A study released March 19 by the University of North Carolina Center for Community Capital shows that owners of energy-efficient homes have a much lower mortgage default risk than owners of conventional residences. The default rates between energy-efficient and conventional houses can differ by as much as 33 percent.
The report also revealed that homes with an Energy Star rating were 25 percent less likely to prepay on loans, which makes these loans more profitable for lenders.
The study indicated that mortgage lenders and servicers could benefit from including an energy audit as part of the mortgage underwriting process and offer more underwriting flexibility for energy-efficient homes. The money homeowners save on energy costs often is rerouted into mortgage payments.
The report noted that U.S. homeowners spend $230 billion each year on energy with residential costs accounting for about 20 percent of total energy consumed.
Robert Quercia, one of the study’s authors, noted that servicers’ failure to address savings in energy- efficient home purchases prevents many middle-income borrowers from fully benefiting from the cost savings of purchasing a more sustainably built and operated home.
Quercia urged Congress to consider the impact of energy-efficient homes when working on changes to mortgage underwriting legislation.

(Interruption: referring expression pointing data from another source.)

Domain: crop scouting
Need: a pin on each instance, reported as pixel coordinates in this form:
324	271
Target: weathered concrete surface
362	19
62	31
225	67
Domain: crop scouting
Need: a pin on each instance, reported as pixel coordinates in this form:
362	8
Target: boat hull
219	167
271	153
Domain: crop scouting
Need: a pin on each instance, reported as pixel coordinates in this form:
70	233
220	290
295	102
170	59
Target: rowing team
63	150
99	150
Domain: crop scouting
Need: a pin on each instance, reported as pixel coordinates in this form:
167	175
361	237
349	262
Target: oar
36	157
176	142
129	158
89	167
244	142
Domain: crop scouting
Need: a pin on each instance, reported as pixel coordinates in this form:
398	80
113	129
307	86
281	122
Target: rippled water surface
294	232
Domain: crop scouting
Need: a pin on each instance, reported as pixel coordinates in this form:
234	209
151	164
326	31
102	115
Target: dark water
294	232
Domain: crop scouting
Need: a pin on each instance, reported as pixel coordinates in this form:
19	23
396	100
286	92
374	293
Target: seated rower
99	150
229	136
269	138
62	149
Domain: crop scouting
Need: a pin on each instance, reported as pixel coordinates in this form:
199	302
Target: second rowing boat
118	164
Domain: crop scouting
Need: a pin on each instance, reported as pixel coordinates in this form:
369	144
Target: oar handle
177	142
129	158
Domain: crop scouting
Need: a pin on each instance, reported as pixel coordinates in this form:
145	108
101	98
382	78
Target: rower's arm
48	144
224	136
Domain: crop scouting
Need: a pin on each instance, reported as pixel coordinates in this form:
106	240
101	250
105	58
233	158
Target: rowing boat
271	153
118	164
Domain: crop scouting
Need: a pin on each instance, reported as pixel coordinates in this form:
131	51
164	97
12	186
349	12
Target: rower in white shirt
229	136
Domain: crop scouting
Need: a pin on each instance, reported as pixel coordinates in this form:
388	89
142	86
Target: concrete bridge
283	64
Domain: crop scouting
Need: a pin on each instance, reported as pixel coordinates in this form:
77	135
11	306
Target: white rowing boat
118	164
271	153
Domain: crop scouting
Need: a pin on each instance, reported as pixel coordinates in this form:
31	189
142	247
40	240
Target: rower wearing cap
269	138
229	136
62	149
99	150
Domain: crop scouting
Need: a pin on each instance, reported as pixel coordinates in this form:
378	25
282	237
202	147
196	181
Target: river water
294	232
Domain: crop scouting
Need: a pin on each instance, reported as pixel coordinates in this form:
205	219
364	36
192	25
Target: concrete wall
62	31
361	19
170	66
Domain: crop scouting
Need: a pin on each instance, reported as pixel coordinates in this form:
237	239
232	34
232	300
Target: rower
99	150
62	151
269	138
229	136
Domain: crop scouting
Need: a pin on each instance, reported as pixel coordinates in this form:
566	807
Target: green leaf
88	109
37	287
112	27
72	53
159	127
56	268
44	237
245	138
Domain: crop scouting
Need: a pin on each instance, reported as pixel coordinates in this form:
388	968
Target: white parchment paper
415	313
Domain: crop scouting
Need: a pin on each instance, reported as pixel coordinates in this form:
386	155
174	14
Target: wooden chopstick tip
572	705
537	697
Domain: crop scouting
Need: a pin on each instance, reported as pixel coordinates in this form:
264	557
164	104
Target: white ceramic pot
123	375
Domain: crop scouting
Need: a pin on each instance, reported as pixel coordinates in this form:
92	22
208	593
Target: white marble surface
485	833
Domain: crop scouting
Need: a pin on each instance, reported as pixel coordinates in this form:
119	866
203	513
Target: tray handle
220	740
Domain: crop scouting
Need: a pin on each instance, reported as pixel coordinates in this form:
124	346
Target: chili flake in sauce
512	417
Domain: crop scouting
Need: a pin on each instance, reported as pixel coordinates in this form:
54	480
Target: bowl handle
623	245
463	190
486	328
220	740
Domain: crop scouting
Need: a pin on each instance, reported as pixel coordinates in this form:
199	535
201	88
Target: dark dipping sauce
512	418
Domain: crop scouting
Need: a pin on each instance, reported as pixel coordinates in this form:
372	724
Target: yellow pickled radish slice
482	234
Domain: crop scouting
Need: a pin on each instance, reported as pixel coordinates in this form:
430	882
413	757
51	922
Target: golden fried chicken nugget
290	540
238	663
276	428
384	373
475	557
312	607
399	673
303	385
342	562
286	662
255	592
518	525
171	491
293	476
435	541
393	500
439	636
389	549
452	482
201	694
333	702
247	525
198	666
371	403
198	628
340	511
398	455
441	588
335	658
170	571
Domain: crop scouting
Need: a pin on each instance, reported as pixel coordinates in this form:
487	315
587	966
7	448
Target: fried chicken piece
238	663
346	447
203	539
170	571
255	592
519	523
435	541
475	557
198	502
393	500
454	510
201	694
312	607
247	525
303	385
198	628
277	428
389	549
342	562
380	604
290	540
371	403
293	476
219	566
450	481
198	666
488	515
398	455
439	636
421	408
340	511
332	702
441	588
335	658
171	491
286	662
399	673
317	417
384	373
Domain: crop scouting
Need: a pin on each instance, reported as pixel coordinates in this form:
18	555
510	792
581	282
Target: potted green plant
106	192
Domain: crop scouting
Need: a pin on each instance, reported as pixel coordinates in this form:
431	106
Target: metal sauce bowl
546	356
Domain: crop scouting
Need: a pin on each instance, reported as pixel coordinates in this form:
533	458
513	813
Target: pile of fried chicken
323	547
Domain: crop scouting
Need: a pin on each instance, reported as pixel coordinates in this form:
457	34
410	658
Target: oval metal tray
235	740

The UNC study was based on a sample of 71,000 mortgages originated between 2002 and 2012 in 38 states and the District of Columbia through data provided by analytics firm CoreLogic. Some 35 percent of residences in the study had Energy Star ratings.
In keeping with the study’s push for an expanded review of energy-efficient features, the Appraisal Institute released its enhanced Residential Green and Energy Efficient Addendum March 7. The form is designed to assist in the valuation of energy-efficient home features.